The Aug. 30 news report on NBCNightly focused on Edesia, a nonprofit company based in Providence, R.I., which was founded by Navyn Salem. After several years of travel, research and interviews with global health leaders, she formed the company in 2009. That same year, USAID put out a call for domestic manufacturers of food aid, which prompted Salem to establish a manufacturing operation in Providence.

Since then, the company has produced about 15 million pounds of Plumpy’Nut and three other similar products to aid malnutrition.

It would be difficult to peg a number on how many lives this product has saved; suffice it to say a case could be made for tens of thousands, even hundreds of thousands..

How does this relate to confectionery?

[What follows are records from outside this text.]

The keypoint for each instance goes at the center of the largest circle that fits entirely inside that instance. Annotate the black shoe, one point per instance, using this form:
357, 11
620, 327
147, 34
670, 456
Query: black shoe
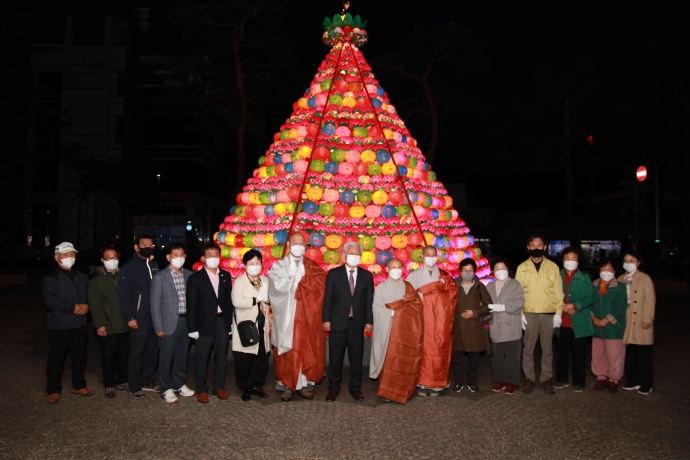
258, 392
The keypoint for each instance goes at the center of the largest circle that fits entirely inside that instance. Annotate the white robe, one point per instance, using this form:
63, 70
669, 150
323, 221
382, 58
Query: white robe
386, 292
283, 279
421, 277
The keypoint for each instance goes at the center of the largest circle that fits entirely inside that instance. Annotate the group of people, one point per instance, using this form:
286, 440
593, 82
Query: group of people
423, 327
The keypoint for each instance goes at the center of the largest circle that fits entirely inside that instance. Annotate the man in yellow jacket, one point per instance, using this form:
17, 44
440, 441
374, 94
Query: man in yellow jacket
543, 289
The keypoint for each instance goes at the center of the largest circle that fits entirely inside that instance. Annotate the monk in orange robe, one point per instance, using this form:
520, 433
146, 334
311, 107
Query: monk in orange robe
440, 295
296, 290
396, 350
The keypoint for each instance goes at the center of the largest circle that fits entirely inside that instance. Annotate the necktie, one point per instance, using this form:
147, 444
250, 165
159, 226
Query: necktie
352, 287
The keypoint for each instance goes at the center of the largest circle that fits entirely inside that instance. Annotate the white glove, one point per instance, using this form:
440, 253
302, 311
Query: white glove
262, 296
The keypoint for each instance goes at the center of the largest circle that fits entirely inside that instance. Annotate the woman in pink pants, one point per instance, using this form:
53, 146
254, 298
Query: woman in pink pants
608, 317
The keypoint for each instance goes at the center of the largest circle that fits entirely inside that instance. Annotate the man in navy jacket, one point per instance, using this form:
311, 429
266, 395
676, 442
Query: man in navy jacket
135, 299
65, 293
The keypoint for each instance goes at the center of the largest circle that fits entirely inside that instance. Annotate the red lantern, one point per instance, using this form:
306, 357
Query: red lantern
403, 255
293, 193
414, 239
341, 210
395, 197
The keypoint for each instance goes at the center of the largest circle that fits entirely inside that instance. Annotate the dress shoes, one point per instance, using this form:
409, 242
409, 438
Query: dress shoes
258, 392
306, 394
82, 392
357, 395
221, 394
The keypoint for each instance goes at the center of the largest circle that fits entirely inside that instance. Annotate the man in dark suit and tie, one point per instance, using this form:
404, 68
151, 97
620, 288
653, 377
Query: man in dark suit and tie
347, 315
209, 321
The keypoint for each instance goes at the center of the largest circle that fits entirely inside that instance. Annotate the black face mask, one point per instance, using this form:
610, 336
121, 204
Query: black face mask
145, 252
537, 253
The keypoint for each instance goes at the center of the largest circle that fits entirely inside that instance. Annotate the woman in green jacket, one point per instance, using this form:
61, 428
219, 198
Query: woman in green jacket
608, 317
576, 323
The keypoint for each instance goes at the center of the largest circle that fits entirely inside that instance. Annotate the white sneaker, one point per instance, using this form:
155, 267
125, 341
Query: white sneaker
185, 391
169, 396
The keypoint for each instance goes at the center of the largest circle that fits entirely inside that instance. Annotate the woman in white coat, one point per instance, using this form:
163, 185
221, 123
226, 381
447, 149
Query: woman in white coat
250, 299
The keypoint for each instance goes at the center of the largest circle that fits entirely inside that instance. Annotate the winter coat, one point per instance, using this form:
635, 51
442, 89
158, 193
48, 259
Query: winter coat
61, 295
470, 334
641, 306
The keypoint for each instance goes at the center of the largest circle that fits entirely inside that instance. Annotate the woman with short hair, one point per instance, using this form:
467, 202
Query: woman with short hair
250, 299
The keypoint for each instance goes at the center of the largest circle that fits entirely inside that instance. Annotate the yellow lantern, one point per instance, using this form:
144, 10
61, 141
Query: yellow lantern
357, 211
388, 169
380, 197
368, 258
280, 209
333, 241
304, 152
314, 193
254, 198
399, 241
368, 156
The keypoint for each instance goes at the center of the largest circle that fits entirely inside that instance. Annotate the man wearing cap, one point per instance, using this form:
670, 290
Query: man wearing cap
65, 295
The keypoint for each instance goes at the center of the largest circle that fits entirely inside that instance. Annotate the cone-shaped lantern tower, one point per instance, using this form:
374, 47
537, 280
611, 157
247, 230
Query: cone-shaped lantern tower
345, 168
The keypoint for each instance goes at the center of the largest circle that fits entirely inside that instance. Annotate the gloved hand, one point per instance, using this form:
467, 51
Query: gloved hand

Well, this anti-starvation paste mimics production and taste profiles associated with confectionery pastes. Its ingredient makeup ― peanuts, sugar, vegetable fat, skimmed milk powder ― can be found on the labels of many confections.

Mind you, I’m not saying it’s candy. Nor is this a backdoor way of promoting candy on Plumpy’Nut and Edesia’s coattails. Rather, it did make me think about what other possibilities await this industry regarding food and health.

It also made me think about confections being a treat, and their use as a treatment. Dangerous territory? No doubt, but I have a feeling we’ll see more trailblazers venturing into this landscape in the years to come.